Non Hodgkin Lymphoma Clinical Trial
Cytomegalovirus (CMV) Vaccine in Donors and Recipients Undergoing Allogeneic Hematopoietic Cell Transplant (HCT)
Summary
The purpose of this trial is to evaluate a CMV vaccine given to related donor/recipient pairs (donors prior to peripheral blood stem cell donation and CMV-seropositive recipients just before and after transplantation) and CMV-seropositive recipient-only subjects (related or unrelated) to determine incidence rates of CMV infection, disease, and other complications from immunosuppression and/or transplantation. The outcomes for the groups receiving CMV vaccine will be compared to the outcomes for the group that received the placebo vaccine to see if there is a clinical benefit. For this trial, donors and recipients must have matched HLA genotype (matched at 5/6 or 6/6 HLA loci).
Full Description
This study was run by Vical and the record was transferred to Astellas on 1/8/2013.

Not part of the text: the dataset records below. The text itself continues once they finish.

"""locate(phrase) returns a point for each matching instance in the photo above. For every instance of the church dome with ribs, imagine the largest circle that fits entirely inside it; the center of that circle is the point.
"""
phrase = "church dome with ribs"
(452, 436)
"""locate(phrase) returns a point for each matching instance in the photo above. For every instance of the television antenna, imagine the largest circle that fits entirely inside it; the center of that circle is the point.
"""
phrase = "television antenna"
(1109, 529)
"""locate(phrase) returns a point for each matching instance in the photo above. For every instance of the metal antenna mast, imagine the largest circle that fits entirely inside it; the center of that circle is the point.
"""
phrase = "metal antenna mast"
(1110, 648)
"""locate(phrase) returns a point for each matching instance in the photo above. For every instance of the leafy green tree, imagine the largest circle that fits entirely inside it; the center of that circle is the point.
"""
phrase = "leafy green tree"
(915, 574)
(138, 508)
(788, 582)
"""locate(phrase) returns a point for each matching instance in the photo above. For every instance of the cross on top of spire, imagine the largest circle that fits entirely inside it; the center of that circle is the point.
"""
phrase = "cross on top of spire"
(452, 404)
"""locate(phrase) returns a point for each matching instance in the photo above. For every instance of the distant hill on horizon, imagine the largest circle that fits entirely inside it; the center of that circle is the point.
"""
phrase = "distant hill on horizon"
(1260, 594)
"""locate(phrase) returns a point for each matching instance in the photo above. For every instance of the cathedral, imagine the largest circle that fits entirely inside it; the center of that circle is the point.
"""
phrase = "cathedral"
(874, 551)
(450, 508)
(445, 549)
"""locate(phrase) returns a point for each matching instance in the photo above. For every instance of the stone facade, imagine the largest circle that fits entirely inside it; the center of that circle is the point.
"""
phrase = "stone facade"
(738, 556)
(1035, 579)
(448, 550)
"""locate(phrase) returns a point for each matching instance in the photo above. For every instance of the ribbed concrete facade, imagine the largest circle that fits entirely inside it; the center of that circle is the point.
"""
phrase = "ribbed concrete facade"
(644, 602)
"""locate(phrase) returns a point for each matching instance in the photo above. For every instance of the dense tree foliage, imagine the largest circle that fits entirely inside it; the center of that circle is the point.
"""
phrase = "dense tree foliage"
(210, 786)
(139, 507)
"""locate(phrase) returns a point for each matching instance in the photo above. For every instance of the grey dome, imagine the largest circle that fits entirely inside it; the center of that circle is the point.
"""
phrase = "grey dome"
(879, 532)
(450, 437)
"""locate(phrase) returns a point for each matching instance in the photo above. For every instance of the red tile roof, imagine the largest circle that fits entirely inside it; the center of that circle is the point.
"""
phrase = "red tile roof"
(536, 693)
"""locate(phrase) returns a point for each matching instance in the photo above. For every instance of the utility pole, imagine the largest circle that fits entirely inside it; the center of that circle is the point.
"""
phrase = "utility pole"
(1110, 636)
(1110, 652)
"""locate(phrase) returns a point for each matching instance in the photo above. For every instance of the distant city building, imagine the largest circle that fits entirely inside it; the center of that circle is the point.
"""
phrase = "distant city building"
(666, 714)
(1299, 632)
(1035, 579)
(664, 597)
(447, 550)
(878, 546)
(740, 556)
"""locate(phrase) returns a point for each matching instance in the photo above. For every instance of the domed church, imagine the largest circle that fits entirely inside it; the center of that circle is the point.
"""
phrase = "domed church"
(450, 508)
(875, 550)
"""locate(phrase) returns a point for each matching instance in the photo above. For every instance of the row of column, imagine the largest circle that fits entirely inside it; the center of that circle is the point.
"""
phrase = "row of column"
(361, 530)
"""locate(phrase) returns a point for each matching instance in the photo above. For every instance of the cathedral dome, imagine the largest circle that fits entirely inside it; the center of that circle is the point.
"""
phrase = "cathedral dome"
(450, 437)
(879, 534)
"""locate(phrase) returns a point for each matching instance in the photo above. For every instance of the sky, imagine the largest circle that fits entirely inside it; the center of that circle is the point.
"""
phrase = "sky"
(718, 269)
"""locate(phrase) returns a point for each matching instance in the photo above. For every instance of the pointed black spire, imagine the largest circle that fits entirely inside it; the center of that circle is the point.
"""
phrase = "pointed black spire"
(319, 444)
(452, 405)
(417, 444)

Trial will enroll up to 240 subjects (160 recipients and 80 donors). Qualified donors and/or CMV-seropositive recipients (donor/recipient pairs or recipient-only subjects) will be assigned randomly to receive either a CMV vaccine or a placebo vaccine. Donors will receive 3 vaccines prior to donation and recipients will receive 1 vaccine pretransplant and up to three vaccines posttransplant. Recipients will be followed for up to 1 year after transplant to evaluate the safety of the vaccine and to see if there is a clinical benefit in the group that received the CMV vaccine. The incidence rates of CMV infection, disease, and other complications from immunosuppression and/or transplantation will be studied.
Eligibility Criteria
Inclusion Criteria:
males and females age 18-65
5/6 or 6/6 classic HLA allele-matched donor
planned GCSF-mobilized peripheral blood stem cell transplant
CMV-seropositive recipient
planned transplant with minimal or no T-cell depletion
Acute Lymphoblastic Leukemia (ALL) in first or second remission; Acute Myeloid Leukemia (AML) in first or second remission; Chronic Myelogenous Leukemia (CML) in first chronic or accelerated phase, or in second chronic phase; Hodgkin's and non-Hodgkin's lymphoma; myelodysplastic syndrome
Exclusion Criteria:
planned prophylactic cytomegalovirus antiviral therapy
planned immunosuppression with alemtuzumab (CAMPATH-IH)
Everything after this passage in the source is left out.